First, decide which switch chip you want to test. Usually this is a switch chip that is reporting errors. Then, decide which nodes to use for the test. These nodes cannot run parallel applications during this test. By default, all nodes are allowed, so be careful to avoid disturbing applications that are running. The nodes that are not allowed will not be affected directly. However, since the test implies stress traffic in the switch network, the performance of applications running on all nodes may be affected.
Invoke the test, specifying the desired switch chip ID. Also specify the nodes that can participate in the test, or alternatively the nodes that are forbidden (because they are running critical applications).
The test does not require user intervention. It runs several iterations, each one using a different combination of switch chip ports. In each iteration, the test sends data through the ports under test.
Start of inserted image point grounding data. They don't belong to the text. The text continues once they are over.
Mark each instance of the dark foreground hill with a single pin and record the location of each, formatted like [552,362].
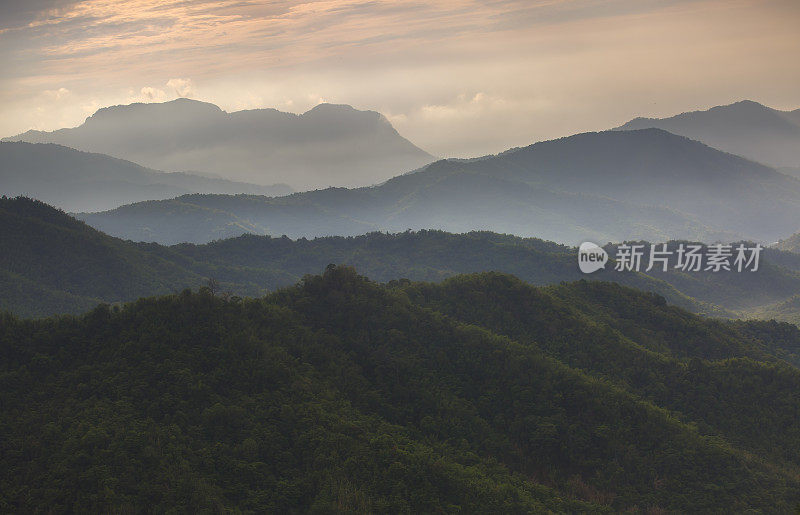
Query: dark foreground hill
[339,395]
[609,186]
[81,181]
[745,128]
[53,263]
[330,145]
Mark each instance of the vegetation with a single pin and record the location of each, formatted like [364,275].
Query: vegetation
[53,263]
[339,394]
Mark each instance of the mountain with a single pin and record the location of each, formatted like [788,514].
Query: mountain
[56,264]
[81,181]
[745,128]
[608,186]
[330,145]
[482,394]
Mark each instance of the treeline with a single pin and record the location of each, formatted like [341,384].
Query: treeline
[343,395]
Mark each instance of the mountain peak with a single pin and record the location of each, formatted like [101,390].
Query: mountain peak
[177,107]
[746,128]
[329,145]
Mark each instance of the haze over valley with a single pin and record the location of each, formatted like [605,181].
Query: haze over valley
[399,257]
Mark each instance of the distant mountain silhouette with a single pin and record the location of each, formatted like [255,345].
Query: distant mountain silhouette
[53,263]
[745,128]
[330,145]
[609,186]
[81,181]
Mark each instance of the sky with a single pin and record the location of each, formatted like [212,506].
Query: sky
[459,78]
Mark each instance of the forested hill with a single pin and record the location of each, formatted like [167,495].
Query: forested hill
[53,263]
[481,394]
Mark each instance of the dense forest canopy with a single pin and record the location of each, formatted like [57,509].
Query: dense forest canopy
[340,394]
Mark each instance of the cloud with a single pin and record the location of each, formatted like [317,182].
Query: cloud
[150,94]
[457,77]
[56,94]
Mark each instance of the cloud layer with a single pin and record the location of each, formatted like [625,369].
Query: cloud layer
[458,77]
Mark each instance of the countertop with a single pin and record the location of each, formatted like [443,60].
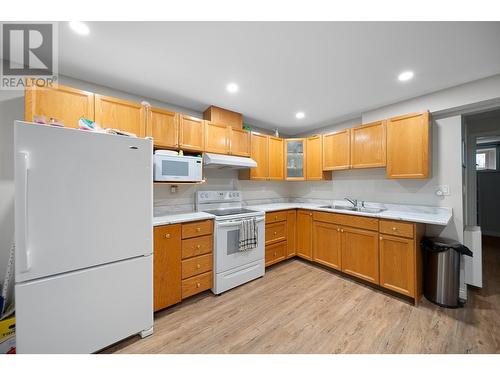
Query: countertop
[183,217]
[412,213]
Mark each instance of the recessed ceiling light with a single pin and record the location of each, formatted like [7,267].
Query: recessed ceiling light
[79,27]
[232,87]
[406,76]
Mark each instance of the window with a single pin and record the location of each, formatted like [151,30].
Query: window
[486,159]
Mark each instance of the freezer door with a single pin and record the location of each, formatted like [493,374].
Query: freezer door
[85,311]
[82,199]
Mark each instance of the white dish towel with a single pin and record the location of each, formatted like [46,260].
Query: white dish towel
[248,235]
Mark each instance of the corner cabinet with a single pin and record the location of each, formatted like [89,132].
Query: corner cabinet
[314,163]
[63,103]
[368,145]
[239,142]
[120,114]
[408,146]
[191,133]
[163,127]
[295,153]
[336,150]
[304,234]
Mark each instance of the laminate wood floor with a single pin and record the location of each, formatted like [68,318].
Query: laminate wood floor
[298,307]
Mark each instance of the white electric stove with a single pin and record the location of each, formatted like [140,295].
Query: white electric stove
[232,267]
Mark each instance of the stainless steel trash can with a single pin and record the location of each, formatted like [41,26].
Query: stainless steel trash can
[442,270]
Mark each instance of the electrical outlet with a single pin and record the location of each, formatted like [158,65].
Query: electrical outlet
[443,190]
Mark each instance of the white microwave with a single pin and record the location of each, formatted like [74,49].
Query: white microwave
[177,168]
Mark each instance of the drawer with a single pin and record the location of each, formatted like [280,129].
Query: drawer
[275,232]
[274,217]
[397,228]
[354,221]
[196,284]
[197,265]
[197,246]
[197,228]
[275,253]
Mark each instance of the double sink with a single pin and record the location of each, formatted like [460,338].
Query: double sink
[355,209]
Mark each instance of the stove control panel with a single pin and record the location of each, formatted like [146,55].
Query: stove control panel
[218,196]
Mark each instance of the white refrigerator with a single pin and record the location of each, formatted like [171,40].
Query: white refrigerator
[83,232]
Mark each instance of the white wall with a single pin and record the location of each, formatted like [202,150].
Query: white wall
[11,109]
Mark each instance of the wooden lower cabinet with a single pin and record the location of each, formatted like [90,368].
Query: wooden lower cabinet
[167,266]
[327,244]
[304,234]
[397,264]
[360,253]
[182,262]
[291,222]
[275,253]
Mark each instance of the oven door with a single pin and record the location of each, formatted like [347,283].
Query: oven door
[227,254]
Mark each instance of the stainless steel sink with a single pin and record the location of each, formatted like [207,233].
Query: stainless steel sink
[356,209]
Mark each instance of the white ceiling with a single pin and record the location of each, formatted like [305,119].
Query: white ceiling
[332,71]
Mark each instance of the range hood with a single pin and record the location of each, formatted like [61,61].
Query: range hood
[227,161]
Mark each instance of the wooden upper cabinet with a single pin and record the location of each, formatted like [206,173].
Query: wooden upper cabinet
[360,255]
[260,153]
[239,142]
[276,159]
[304,234]
[191,133]
[327,244]
[314,163]
[336,150]
[62,103]
[163,126]
[167,265]
[216,138]
[120,114]
[397,264]
[368,145]
[295,155]
[408,152]
[224,117]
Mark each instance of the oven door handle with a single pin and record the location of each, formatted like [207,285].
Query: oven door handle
[236,223]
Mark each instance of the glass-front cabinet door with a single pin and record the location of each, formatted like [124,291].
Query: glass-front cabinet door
[295,154]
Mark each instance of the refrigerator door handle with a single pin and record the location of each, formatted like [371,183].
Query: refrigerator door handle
[22,168]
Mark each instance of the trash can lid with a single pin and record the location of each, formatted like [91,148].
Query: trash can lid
[438,244]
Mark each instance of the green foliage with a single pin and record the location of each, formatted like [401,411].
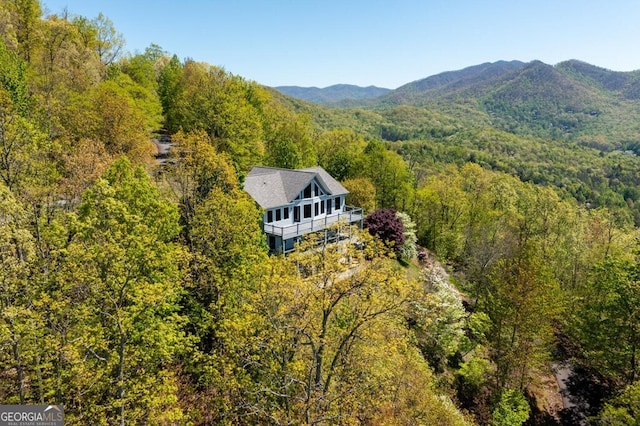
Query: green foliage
[439,319]
[409,250]
[512,409]
[362,193]
[624,409]
[608,309]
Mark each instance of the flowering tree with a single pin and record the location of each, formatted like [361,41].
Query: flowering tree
[385,224]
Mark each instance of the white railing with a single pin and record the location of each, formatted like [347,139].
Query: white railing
[350,215]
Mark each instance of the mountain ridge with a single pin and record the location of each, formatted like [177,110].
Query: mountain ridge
[334,93]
In the beginning of the iteration, the test notifies you as to which nodes are participating in the test. At the end of the iteration, it displays these statistics: number of packets that were sent and lost, and number of switch errors (reported from all switch chips used for sending data by the test iteration).
Each error reported by a switch chip is displayed. In a stable system, there should be few or no such reports. If the test succeeded in causing a critical fault on one of the switch chips, the test decides that its goal has been achieved. The faulty component is isolated. In this case, the test displays an appropriate message and terminates. Contact IBM hardware support to replace the faulty component.
Otherwise, the test just displays the statistics and continues to the next iteration. If the test did not cause critical faults, but did cause some failures (that were recovered), it does not necessarily mean that some hardware component should be replaced. This result gives an indication of a possible cause of problems. Contact IBM hardware support in this case also.